CHAPTER02=00:00:28.000
CHAPTER02NAME="1.0 Topics to be Covered"
...
CHAPTER22=00:50:07.000
CHAPTER22NAME="6.0 Practical Implementations"
CHAPTER23=00:51:44.000
CHAPTER23NAME="7.0 Conclusion: Gessel's Law P=2^2^(Y/2) rev: P=2^2^(Y/3.4)"
CHAPTER24=00:54:50.000
CHAPTER24NAME=""
You open this chapters.txt file in the Chapter Editor tab of MKVToolNix and then right click and select “additional modifications” then select the language. Finally, save from the “Chapter editor” menu (top of screen) and select “Save to Matroska or WebM file” and confirm that you’re going to overwrite the no-chapters version (with the addition of the chapter data).

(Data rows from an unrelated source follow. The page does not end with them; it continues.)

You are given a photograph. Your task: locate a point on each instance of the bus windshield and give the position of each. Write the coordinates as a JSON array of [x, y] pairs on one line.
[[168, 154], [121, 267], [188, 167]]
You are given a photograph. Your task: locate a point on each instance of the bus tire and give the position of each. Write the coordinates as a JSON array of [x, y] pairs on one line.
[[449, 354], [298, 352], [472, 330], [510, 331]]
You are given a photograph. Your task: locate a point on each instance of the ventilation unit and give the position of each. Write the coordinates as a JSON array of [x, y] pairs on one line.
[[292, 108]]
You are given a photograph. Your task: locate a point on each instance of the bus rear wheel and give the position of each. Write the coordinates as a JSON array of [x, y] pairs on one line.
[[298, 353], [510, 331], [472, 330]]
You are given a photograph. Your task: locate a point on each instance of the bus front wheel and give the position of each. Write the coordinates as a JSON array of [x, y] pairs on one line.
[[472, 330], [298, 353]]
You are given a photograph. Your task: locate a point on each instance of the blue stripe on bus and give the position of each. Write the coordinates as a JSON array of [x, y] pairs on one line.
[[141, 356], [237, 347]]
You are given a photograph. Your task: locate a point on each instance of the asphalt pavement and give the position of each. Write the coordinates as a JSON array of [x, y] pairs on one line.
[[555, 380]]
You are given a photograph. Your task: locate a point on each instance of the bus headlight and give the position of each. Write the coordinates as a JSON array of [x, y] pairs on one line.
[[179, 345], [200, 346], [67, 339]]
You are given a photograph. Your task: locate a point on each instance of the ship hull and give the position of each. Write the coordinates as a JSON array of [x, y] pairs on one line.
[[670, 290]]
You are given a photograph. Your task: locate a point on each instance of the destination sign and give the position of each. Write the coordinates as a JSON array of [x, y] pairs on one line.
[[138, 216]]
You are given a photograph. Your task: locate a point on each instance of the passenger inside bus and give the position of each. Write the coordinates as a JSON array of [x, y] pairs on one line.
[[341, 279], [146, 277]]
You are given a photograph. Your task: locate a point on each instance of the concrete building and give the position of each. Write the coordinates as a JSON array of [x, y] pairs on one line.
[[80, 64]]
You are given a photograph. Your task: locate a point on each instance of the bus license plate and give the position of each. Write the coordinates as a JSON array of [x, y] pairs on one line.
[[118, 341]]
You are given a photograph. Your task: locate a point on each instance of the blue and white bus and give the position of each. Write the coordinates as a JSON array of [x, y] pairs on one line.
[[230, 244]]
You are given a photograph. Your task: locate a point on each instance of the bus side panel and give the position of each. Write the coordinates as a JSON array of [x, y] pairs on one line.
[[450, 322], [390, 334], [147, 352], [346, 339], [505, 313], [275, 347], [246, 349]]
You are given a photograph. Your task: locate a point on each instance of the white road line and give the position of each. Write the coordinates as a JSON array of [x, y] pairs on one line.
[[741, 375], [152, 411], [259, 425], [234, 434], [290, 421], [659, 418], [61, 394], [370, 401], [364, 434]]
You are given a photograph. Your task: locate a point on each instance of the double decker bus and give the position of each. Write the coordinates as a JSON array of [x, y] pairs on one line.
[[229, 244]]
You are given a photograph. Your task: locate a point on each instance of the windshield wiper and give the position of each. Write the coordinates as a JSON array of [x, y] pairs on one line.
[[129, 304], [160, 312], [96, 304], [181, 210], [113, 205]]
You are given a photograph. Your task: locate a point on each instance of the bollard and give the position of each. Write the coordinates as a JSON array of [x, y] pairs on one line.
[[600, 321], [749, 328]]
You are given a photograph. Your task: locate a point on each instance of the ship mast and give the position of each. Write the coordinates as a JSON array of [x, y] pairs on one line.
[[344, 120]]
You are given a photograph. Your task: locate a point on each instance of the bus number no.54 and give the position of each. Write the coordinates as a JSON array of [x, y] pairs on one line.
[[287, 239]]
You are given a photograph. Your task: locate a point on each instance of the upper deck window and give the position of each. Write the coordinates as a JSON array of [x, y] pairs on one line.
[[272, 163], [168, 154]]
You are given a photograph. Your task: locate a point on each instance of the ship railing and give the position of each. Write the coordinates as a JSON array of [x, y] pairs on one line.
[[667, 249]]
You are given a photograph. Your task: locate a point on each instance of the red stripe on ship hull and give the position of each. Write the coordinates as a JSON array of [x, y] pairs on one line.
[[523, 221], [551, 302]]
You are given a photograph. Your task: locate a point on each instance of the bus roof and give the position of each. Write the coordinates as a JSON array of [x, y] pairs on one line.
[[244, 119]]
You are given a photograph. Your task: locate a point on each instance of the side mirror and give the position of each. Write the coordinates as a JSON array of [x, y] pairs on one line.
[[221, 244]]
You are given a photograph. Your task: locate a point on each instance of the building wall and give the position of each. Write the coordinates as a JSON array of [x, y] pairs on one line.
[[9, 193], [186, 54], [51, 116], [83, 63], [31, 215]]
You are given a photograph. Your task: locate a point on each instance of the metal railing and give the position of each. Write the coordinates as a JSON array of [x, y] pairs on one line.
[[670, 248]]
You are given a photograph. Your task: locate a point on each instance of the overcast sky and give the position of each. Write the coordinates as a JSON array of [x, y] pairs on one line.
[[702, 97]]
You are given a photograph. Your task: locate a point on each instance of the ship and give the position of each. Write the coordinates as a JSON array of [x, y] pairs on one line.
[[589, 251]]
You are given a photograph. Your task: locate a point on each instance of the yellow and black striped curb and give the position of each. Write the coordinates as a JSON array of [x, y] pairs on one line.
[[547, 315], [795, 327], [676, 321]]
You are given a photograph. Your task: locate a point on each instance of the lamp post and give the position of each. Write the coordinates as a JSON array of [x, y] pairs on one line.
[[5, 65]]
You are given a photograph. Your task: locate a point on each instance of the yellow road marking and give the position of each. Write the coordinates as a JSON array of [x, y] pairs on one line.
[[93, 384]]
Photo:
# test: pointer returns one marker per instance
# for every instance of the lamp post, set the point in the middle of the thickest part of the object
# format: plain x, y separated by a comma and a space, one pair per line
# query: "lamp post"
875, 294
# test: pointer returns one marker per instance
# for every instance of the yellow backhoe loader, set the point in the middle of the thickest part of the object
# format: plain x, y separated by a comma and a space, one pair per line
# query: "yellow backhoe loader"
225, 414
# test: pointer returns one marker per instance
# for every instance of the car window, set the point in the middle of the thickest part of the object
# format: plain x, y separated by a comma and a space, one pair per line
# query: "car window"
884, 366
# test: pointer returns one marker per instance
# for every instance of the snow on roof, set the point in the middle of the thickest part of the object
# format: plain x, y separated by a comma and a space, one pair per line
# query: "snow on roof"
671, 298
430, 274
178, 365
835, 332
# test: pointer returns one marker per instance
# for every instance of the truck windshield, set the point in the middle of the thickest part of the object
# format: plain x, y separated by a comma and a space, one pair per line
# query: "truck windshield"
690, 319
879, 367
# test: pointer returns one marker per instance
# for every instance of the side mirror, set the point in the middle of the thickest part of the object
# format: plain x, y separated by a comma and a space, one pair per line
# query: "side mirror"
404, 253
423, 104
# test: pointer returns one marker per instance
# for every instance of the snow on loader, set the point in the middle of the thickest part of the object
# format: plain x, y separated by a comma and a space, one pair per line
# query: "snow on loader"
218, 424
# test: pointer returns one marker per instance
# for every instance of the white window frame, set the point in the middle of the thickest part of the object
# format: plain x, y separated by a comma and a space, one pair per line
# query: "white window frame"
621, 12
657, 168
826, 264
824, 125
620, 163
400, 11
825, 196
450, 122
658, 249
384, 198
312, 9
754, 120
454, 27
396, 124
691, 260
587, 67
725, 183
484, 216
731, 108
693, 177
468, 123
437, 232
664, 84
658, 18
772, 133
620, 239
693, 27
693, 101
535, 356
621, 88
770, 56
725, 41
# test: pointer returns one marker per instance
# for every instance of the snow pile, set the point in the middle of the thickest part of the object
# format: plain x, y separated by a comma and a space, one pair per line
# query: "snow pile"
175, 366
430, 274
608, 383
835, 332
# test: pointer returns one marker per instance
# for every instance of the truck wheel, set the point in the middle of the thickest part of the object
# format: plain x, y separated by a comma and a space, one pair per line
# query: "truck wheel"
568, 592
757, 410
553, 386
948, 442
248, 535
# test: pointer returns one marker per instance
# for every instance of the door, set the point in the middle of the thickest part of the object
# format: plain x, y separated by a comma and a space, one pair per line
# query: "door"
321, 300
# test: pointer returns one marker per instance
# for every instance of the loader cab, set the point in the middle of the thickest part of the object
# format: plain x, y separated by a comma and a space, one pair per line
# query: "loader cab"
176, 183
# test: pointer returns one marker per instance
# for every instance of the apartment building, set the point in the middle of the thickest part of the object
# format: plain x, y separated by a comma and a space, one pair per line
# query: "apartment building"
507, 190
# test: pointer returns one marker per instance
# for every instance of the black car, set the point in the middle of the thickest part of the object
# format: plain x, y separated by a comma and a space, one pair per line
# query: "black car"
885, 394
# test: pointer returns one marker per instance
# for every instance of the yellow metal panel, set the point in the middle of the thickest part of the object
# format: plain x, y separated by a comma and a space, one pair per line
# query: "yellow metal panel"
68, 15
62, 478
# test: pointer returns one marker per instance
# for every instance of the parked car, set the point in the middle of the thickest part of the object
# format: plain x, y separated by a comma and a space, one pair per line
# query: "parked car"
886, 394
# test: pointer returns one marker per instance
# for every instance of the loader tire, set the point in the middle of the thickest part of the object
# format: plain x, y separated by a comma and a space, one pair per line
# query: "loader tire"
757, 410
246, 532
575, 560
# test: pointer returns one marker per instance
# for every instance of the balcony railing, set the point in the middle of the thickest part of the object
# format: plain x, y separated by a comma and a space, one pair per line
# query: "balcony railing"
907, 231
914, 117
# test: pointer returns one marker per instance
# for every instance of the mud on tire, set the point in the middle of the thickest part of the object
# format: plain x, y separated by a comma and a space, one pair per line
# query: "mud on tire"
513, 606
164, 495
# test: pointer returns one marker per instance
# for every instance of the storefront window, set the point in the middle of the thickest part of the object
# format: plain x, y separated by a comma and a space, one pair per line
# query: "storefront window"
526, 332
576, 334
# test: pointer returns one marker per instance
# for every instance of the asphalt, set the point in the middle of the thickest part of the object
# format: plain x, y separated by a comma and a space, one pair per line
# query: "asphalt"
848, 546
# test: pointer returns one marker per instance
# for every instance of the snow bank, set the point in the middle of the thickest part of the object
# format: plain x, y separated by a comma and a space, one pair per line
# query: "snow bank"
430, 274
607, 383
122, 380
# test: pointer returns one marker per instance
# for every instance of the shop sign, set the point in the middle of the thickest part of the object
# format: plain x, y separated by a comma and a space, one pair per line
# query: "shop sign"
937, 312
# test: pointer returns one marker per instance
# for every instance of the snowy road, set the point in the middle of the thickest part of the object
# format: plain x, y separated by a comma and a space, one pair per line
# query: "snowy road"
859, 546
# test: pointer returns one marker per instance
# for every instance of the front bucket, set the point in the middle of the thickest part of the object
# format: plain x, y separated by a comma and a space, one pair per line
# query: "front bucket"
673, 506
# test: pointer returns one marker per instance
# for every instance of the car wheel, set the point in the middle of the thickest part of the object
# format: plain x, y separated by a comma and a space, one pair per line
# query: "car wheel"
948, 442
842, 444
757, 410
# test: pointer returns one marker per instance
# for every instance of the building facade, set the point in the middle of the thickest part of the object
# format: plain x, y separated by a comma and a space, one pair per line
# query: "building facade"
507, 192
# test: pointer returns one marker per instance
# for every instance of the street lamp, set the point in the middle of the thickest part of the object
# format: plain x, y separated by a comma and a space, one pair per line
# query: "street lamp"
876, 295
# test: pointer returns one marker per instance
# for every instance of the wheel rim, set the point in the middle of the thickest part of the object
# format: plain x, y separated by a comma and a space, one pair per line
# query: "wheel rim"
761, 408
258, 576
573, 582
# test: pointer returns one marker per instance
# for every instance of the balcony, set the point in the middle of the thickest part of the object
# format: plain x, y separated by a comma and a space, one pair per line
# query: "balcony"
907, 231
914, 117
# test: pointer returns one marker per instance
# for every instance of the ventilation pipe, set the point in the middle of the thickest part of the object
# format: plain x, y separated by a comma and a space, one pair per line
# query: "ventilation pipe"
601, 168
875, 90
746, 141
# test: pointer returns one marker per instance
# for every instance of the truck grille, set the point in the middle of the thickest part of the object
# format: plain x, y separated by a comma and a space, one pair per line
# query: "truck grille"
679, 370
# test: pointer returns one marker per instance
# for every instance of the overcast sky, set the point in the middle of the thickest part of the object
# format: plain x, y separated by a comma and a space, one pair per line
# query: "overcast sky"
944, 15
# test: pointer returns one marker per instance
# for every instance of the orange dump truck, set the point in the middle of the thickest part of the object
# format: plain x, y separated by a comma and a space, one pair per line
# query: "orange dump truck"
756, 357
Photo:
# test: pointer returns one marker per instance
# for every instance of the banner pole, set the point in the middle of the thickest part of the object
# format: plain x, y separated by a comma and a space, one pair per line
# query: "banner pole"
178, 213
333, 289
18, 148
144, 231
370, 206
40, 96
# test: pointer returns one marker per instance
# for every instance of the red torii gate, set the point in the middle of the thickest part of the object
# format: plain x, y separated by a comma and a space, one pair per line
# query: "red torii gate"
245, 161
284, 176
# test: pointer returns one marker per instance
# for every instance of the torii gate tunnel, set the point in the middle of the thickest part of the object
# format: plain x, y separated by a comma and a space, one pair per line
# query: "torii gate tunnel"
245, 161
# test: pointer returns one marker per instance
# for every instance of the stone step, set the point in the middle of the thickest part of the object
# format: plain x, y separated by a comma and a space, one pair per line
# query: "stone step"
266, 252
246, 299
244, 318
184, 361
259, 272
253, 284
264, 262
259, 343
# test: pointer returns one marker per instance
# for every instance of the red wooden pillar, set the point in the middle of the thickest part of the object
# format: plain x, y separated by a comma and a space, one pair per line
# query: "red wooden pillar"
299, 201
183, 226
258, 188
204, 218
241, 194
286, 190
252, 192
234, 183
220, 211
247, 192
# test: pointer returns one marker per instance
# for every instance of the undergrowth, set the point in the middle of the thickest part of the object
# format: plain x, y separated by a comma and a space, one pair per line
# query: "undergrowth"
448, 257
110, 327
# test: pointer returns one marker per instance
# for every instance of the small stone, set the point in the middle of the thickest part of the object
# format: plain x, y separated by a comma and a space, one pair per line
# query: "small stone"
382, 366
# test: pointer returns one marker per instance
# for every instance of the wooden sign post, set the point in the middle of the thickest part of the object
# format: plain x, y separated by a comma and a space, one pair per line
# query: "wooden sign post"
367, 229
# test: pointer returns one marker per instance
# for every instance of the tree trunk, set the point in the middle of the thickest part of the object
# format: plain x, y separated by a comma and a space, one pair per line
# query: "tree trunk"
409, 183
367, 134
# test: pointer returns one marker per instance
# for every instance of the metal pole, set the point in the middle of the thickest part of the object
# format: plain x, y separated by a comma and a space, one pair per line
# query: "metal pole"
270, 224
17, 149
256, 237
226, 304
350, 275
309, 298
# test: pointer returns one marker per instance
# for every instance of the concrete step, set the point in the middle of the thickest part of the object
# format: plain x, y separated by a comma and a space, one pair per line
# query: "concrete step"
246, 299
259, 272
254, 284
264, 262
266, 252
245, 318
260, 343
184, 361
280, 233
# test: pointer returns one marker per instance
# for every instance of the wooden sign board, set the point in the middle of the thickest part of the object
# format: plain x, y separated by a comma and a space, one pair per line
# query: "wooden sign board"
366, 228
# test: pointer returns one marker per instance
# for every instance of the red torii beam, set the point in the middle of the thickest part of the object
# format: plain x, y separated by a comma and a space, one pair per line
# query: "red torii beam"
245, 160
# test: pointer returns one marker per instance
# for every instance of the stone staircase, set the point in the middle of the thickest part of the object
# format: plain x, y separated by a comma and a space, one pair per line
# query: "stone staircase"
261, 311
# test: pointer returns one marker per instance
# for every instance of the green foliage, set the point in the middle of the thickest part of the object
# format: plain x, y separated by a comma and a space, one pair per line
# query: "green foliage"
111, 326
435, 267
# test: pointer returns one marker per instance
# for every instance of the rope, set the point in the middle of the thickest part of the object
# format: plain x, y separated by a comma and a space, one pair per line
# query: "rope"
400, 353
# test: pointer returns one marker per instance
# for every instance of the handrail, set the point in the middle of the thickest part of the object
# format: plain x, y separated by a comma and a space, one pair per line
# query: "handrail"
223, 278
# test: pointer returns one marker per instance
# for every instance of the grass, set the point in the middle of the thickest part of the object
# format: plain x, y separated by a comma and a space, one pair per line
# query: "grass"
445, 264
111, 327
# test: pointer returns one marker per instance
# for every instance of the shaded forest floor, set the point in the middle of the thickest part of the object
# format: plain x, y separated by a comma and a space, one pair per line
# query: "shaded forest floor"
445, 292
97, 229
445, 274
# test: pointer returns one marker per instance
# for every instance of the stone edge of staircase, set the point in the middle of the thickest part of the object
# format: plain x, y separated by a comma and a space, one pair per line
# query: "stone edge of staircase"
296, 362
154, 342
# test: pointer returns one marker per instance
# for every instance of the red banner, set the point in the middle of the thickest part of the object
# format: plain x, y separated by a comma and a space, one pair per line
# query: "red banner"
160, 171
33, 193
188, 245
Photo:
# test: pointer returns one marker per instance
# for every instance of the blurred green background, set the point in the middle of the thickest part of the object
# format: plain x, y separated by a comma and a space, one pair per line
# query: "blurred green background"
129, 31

The last tidbit is to add some moderately useful metainformation, at least title and possible date (if relevant). Title, at least, is what’s used as the VLC title and possibly in other places. The MKVToolNix header editor tab will do what’s needed. You want to edit the “Segment information” – I’m not sure where the track information titles show up, so I don’t bother with them, but no harm in editing those either. Then just save with CTRL-S to update your WebM video with the additional metadata.
That’s it, you should now have a well-formatted, searchable, indexible video that will play directly from your own web server without relying on plugins or gifting your data to services like youtube or tiktok or whatever data harvesting service is luring the unwitting to data slaughter with Judas goats of convenience.